Saturday, April 05, 2014

Forty Years Since Stephen King's First Published Novel

"People don't get better, they just get smarter. When you get smarter you don't stop pulling the wings off flies, you just think of better reasons for doing it."

Stephen King
"Carrie" (1974)

My guess is that relatively few teenagers have not fantasized about doing something at least similar to what Carrie White did to her classmates in Stephen King's first published novel, "Carrie," which was published 40 years ago today.

The book was faithfully dramatized in the 1976 movie starring Sissy Spacek, although it left out quite a bit, as most movies do.

Anyway, Carrie (short for Carietta) was a very reserved high school girl who happened to have a special gift — telekinetic powers. That fact was unknown to her classmates, as was her struggle to control those powers. Actually, Carrie didn't know about them By her senior year, when the book opened, Carrie was losing that struggle.

In everyone's childhood, I suppose, there was the odd kid, the social outcast who was tormented by everyone else practically from the first day of first grade.

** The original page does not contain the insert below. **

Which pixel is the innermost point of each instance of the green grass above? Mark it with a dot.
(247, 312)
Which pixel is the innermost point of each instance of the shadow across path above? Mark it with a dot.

Kids always seem to instinctively know who among them is the odd kid, and they gang up on him/her.

For many people, it is their first exposure to bullying. That must be why the book struck such a nerve. If you weren't the child who had been singled out — and I am sure most people were secretly thankful that they were not that singularly unfortunate child — the sight of the kind of cruelty of which nearly everyone is capable ushered in the end of innocence for nearly everyone long before the traditionally accepted innocence–taking events in one's life, like one's first beer or first cigarette.

(I have long wondered why those kinds of events, along with losing one's virginity, are always so important to adults who, on some sort of level, must wish their children would remain children forever — and who need shorter memories than their elders to recall the circumstances under which they lost their own innocence.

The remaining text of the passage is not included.